Model diagnostics were conducted to ensure validity. Stationarity was assessed by the Dickey-Fuller test. Autocorrelation was evaluated via the Durbin-Watson test and inspection of autocorrelation and partial autocorrelation plots. To account for autocorrelation residuals, the Prais-Winsten regression was employed (Bernal et al 2017; Bernal et al 2018). To account for seasonality, a forward stepwise approach (entry criterion, P < 0.05) was applied to the preannouncement data to determine which monthly dummy variables, with January as the reference month, should be included in each model. All analyses were carried out in Stata (StataCorp).

Results

Mean admission rates for caries-related extractions and tonsillectomies declined over time (Table 1). Absolute inequalities also narrowed for both outcomes, as indicated by mean SII values moving closer to 0. Relative inequalities remained largely stable for caries-related extractions but decreased for tonsillectomies, as indicated by mean RII values moving closer to 1.

Table 1.

Admission Rates and Absolute and Relative Inequalities for Caries-Related Extractions and Tonsillectomies.

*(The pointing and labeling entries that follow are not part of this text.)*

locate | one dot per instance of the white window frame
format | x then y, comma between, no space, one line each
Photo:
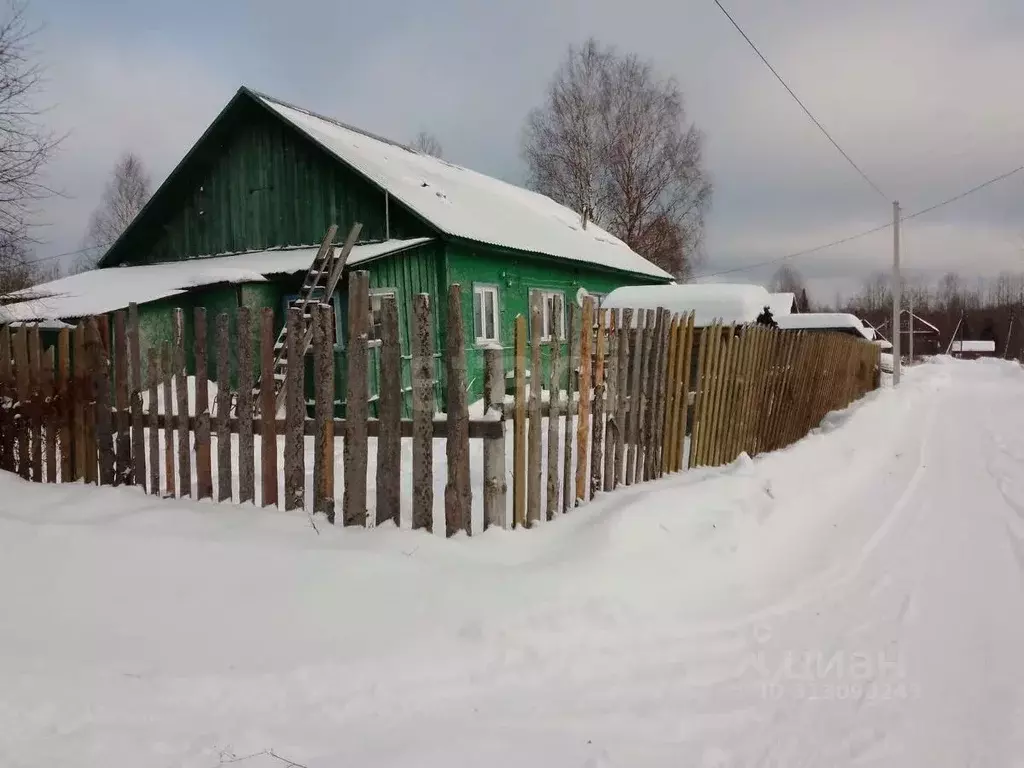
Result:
376,293
546,305
480,291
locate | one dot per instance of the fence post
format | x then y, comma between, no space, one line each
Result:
204,470
295,415
554,397
101,391
168,373
423,414
138,464
152,418
536,384
267,413
181,396
124,473
495,487
571,371
33,412
223,406
622,418
22,388
612,425
597,427
700,394
244,404
586,384
643,413
356,406
50,419
458,496
519,427
389,437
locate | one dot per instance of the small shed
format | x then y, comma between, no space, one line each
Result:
970,349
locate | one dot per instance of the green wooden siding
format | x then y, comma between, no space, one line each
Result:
258,183
515,274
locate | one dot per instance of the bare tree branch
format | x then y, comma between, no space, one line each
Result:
428,143
127,190
613,142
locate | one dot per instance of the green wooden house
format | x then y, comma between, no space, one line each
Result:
238,220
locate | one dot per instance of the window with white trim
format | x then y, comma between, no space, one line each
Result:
550,323
376,315
485,314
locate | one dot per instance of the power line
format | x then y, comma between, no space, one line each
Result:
802,105
872,230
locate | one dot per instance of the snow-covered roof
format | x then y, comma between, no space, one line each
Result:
100,291
823,322
974,345
466,204
731,303
780,303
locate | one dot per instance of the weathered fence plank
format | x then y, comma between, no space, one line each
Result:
50,419
153,371
123,470
181,397
611,402
65,393
324,415
223,407
7,459
389,441
623,406
633,417
707,356
138,469
519,426
670,395
536,385
204,470
356,401
597,422
423,413
295,415
643,413
33,415
22,383
103,418
571,372
167,372
583,424
244,406
495,486
554,398
267,412
458,495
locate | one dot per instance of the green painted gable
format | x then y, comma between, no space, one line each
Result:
251,182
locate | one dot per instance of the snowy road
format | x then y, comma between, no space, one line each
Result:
854,600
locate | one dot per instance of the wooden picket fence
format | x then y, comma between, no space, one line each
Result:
635,394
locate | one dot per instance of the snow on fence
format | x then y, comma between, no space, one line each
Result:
635,395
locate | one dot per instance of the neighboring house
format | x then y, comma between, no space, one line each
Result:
237,223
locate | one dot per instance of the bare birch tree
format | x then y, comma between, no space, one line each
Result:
428,143
26,145
126,192
613,142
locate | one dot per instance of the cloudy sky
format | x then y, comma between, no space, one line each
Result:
924,94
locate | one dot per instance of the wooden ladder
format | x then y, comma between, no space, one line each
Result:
317,288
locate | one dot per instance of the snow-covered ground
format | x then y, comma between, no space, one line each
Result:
854,600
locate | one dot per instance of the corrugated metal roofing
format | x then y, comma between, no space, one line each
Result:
466,204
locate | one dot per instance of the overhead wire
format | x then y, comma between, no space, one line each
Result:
803,107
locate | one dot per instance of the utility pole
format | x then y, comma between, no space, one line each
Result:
897,281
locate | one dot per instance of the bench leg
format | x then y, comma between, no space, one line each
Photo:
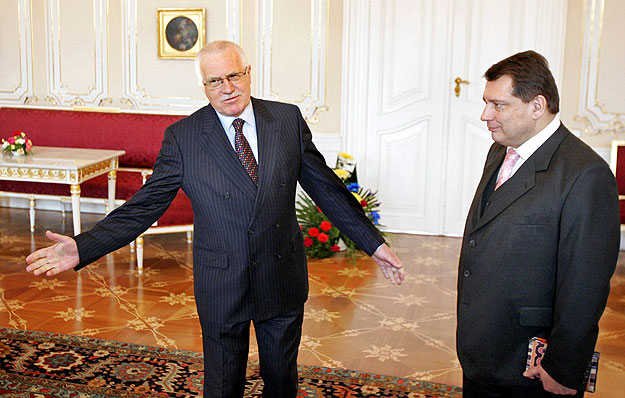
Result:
140,255
111,202
32,212
75,191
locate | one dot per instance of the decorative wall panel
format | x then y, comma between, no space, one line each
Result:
76,51
601,105
16,80
301,80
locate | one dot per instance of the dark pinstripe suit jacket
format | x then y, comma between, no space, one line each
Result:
536,260
248,255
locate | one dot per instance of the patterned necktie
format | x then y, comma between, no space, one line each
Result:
243,149
507,166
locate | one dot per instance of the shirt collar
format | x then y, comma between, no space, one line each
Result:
530,146
247,115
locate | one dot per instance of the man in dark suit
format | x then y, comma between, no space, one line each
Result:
540,243
239,160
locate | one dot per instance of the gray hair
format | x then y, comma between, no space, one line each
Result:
215,47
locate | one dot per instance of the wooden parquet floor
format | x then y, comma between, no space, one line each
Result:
354,318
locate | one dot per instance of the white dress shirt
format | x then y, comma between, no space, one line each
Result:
530,146
249,128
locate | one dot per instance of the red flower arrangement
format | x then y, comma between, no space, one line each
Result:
321,238
319,244
17,144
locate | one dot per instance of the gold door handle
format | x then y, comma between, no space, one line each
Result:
459,81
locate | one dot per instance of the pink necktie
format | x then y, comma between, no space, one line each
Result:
506,168
243,149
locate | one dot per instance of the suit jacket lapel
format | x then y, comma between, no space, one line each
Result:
523,180
267,130
215,142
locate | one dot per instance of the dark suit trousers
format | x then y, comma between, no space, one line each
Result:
471,389
226,349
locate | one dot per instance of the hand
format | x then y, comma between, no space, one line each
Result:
54,259
389,263
549,384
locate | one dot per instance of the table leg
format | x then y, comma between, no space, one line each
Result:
32,212
112,179
75,191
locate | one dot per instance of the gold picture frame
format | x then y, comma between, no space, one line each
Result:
181,32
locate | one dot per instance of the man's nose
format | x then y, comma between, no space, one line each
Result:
486,114
228,87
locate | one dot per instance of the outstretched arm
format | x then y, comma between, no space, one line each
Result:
51,260
389,263
549,384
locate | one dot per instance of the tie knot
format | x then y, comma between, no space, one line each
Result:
512,155
238,125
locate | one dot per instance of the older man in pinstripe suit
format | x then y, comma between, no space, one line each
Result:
239,160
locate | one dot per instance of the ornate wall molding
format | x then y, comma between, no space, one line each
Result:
58,91
313,101
23,89
591,112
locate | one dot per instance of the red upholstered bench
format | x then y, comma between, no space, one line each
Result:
140,135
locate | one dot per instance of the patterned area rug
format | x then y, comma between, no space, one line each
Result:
51,365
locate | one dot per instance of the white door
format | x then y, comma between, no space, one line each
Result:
418,144
486,31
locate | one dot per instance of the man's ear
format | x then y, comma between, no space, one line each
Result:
539,106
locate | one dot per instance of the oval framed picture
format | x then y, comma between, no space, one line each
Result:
181,32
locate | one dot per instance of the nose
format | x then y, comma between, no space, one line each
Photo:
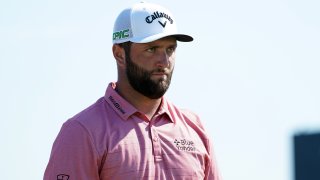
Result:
163,59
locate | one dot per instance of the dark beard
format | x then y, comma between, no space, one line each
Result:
140,80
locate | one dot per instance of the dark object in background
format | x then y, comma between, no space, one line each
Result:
307,156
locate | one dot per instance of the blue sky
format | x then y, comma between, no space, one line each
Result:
252,74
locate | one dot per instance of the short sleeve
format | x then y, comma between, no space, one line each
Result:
73,155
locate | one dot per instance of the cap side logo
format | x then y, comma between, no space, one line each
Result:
163,25
156,15
62,177
121,34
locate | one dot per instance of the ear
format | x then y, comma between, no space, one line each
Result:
119,54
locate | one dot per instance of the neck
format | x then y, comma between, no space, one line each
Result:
142,103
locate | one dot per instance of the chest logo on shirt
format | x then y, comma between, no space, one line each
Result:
183,144
62,177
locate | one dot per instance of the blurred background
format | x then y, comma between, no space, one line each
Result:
252,74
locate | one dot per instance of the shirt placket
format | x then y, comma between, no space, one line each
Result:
155,142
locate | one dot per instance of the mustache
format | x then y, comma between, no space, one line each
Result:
161,70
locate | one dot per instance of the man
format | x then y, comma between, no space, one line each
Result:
133,132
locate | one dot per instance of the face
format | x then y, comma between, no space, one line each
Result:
150,66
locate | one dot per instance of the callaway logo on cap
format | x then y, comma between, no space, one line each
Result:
145,22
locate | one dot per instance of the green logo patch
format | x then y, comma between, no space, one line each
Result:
121,34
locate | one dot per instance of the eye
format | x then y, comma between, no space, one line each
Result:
171,49
151,49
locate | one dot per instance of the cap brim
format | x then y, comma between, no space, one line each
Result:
179,37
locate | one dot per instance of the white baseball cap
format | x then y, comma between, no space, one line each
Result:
145,22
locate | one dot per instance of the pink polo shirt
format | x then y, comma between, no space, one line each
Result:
113,140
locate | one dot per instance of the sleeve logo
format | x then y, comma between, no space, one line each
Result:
62,177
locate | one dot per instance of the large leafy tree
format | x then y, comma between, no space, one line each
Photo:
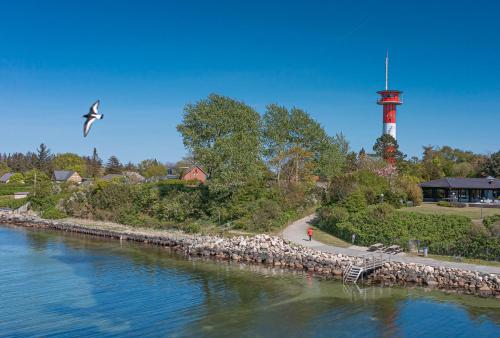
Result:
152,168
492,165
223,136
70,161
276,128
387,147
114,166
296,146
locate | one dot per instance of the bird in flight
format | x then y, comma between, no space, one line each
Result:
91,117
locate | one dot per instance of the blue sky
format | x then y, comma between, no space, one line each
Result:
145,60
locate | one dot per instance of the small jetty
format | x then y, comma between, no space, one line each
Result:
370,263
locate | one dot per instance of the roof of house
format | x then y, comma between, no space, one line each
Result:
63,175
463,183
109,177
195,167
170,177
6,177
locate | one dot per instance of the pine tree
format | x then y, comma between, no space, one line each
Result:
94,164
43,159
113,166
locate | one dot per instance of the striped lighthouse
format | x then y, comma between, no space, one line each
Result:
389,99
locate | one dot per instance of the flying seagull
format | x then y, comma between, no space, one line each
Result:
91,117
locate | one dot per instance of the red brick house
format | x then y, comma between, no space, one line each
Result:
195,173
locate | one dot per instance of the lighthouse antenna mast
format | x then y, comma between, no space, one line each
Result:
387,71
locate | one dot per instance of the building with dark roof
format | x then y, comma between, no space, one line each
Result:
469,190
6,178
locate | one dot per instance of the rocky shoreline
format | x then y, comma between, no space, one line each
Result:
278,252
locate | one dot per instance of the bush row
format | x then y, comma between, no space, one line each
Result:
443,234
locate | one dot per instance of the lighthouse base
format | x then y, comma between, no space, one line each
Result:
390,128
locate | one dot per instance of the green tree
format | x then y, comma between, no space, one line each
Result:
223,136
29,177
296,146
70,161
113,166
4,168
492,165
152,168
94,164
387,147
43,159
276,128
16,178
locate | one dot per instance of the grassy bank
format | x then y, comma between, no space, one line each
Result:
474,213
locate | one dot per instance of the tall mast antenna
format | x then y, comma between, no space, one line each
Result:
387,71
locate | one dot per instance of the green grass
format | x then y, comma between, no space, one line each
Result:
325,238
462,260
473,213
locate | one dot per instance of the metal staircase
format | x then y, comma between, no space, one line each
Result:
352,272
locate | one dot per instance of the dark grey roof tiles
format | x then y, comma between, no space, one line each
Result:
463,183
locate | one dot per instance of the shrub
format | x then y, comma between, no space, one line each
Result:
444,234
355,202
53,213
16,178
192,228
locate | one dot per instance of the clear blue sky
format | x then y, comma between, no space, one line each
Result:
145,60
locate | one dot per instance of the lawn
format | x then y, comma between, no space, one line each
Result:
461,260
473,213
325,238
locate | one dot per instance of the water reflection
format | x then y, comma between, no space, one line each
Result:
71,284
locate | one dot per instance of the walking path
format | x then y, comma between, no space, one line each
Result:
297,233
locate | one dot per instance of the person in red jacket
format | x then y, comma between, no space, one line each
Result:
309,233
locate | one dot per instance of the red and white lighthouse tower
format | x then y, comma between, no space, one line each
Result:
389,99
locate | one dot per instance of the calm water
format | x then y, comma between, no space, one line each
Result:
54,284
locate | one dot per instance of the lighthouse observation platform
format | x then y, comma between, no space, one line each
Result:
390,97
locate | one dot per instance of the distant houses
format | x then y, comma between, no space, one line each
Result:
20,195
195,173
6,178
460,189
62,176
127,176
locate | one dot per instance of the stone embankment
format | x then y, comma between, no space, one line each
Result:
275,251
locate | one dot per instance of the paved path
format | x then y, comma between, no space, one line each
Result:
297,233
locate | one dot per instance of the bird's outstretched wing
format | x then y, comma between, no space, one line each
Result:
94,108
87,125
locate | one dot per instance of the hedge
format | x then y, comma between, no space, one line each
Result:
443,234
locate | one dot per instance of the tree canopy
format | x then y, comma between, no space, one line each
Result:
223,136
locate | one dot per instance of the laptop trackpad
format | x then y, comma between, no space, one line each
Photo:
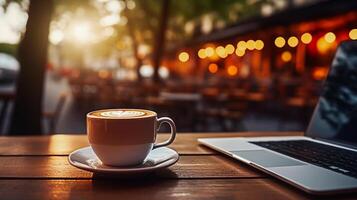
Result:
266,158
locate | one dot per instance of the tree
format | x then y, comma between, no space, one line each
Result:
32,55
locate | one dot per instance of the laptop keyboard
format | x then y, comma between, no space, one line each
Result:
337,159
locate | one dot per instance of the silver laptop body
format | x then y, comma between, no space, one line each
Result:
334,123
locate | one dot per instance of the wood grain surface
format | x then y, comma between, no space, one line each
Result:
37,168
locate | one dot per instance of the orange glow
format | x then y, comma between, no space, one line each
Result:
353,34
229,49
306,38
250,44
286,56
221,52
232,70
209,51
259,44
241,45
323,46
279,42
293,41
330,37
213,68
202,53
240,53
320,73
104,74
184,56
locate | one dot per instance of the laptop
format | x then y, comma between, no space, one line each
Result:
324,160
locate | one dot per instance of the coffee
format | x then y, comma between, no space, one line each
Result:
122,137
122,113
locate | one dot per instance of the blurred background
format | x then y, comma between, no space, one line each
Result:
211,65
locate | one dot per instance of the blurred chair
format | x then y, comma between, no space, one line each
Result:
53,117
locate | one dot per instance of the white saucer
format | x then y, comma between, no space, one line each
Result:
86,159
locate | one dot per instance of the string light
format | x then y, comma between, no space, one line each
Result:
213,68
241,45
279,42
353,34
306,38
240,53
259,44
232,70
184,56
221,52
293,41
209,51
202,53
286,56
229,49
330,37
250,44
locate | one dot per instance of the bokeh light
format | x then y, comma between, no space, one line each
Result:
353,34
240,53
209,51
212,68
241,45
232,70
202,53
306,38
221,52
259,44
330,37
184,56
250,44
229,49
279,42
286,56
293,41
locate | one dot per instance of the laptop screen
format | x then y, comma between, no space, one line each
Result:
335,115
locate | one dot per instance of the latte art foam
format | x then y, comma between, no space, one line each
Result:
122,113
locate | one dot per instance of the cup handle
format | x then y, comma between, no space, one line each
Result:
173,131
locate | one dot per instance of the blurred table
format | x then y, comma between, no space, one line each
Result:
37,168
6,96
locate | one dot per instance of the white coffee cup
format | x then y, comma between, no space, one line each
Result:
124,137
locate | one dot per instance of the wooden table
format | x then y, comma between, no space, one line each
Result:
37,168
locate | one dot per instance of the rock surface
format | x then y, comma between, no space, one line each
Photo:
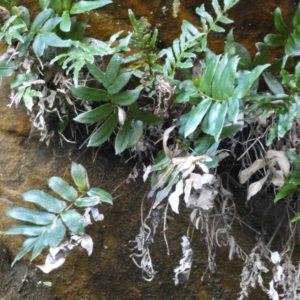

	Baseline Period	Announcement Period	Implementation Period	Lockdown Period	Recovery Period
Months	107	25	23	22	36
Start	Apr 2007	Mar 2016	Apr 2018	Mar 2020	Jan 2022
End	Feb 2016	Mar 2018	Feb 2020	Dec 2021	Dec 2024
Caries-related extractions
Rate	28.20 (2.41)	27.14 (2.07)	25.73 (2.21)	13.76 (5.61)	21.27 (2.51)
SII	−43.20 (3.85)	−40.66 (3.30)	−38.38 (3.30)	−19.40 (8.16)	−31.28 (4.31)
RII	0.20 (0.02)	0.21 (0.02)	0.21 (0.02)	0.23(0.06)	0.21(0.02)
Tonsillectomy
Rate	23.04 (3.13)	21.38 (2.27)	19.67 (2.45)	9.00 (4.32)	16.38 (3.64)
SII	−13.98 (2.60)	−11.32 (1.62)	−10.10 (1.75)	−4.16 (2.10)	−7.57 (2.10)
RII	0.54 (0.05)	0.58 (0.04)	0.59 (0.04)	0.61 (0.17)	0.63 (0.06)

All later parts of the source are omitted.